Kur'an-ı Kerim ve Türkçe Meali Sayfa 309
52. Hani ona Tur’un sağ tarafından seslenmiş ve özel konuşma için onu huzurumuza almıştık.
53. Ve rahmet ve keremimizden, kardeşi Harun’u da nebî olarak ona ihsan etmiştik.
54. Kitapta İsmâil’i de an. Gerçekten o, verdiği sözü yerine getiren biri idi. Resul ve nebî idi.
55. Halkına namazı ve zekâtı tavsiye ederdi. Rabbinin râzı olduğu biri idi.
56. Kitapta İdris’i de an. Gerçekten o da doğruluğun timsali biri idi, bir nebî idi.
57. Biz onu üstün bir makama yücelttik.
58. İşte bunlar, Allah’ın nimetine mazhar olmuş olan bu zatlar, Âdem neslinden, Nuh ile beraber gemide taşıdıklarımızın evlatlarından, İbrâhim ve İsrailin nesillerinden ve hidâyete erdirip seçtiğimiz kimselerdendir. Onlar Rahman’ın âyetleri okunduğunda ağlayarak secdeye kapanırlardı.

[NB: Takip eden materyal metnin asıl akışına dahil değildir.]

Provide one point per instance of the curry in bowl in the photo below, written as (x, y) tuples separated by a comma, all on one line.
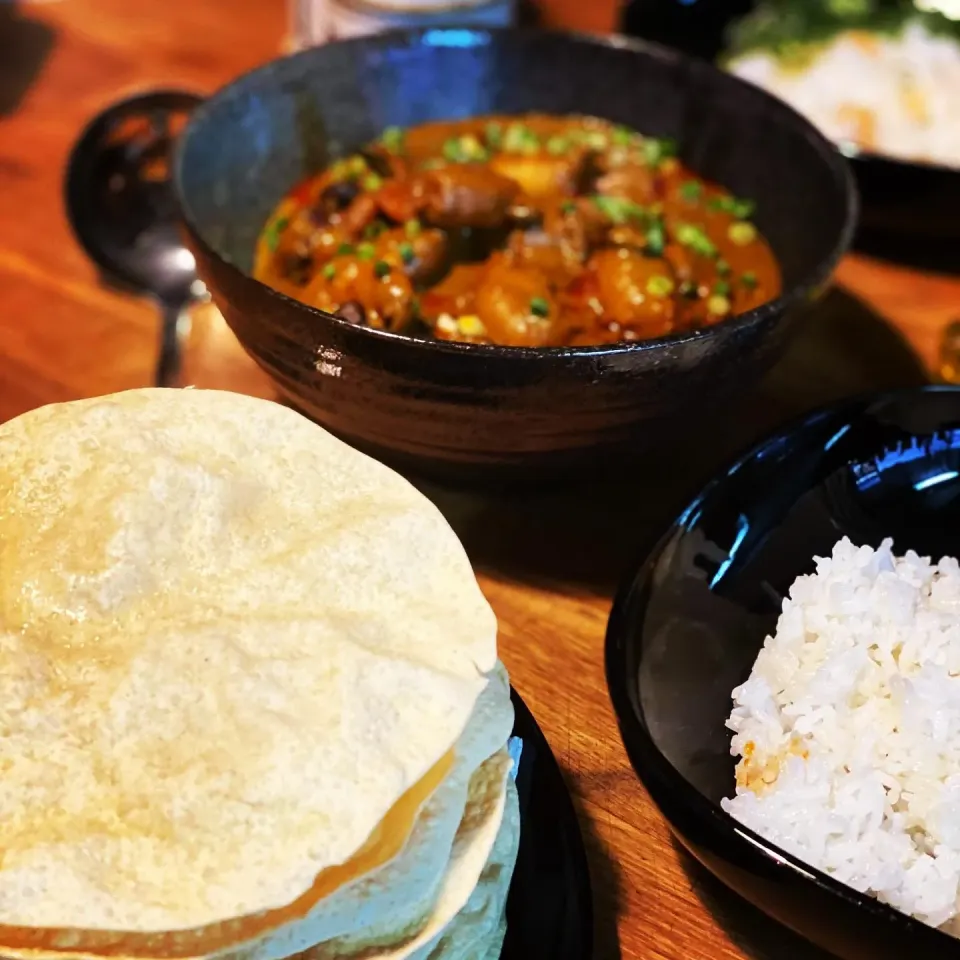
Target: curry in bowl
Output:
[(530, 231)]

59. Kendilerinden sonra yerlerine öyle bir nesil geldi ki namazı zâyi ettiler, şehvetlerinin peşine düştüler. İşte bunlar da azgınlıklarının cezasını bulacaklardır.
60. Ancak tövbe eden, iman edip makbul ve güzel işler yapanlar cennete girecekler ve asla haksızlığa uğramayacaklardır.
61. Evet, onlar Rahman’ın kullarına gıyabî olarak vâd ettiği, dünyada iken görmeksizin inandıkları Adn cennetlerine gireceklerdir. Allah’ın vâdi muhakkak ki yerini bulacaktır.
62. Orada onlar boş ve anlamsız söz işitmezler, sadece selâm ve selâmet sözleri duyarlar. Orada ziyafetleri sabah akşam kendilerine sunulacaktır.
63. İşte bu cennetlere kullarımızdan, Allah’ı sayıp günahtan sakınanları vâris kılacağız.
64. Rabbinin emri olmadıkça biz (meleklerden olan elçiler) inmeyiz. Önümüzde ve arkamızdaki bütün geçmiş ve gelecek şeyler ve bunların arasındakiler hep O’na aittir. Senin Rabbin, hiçbir şeyi unutmaz.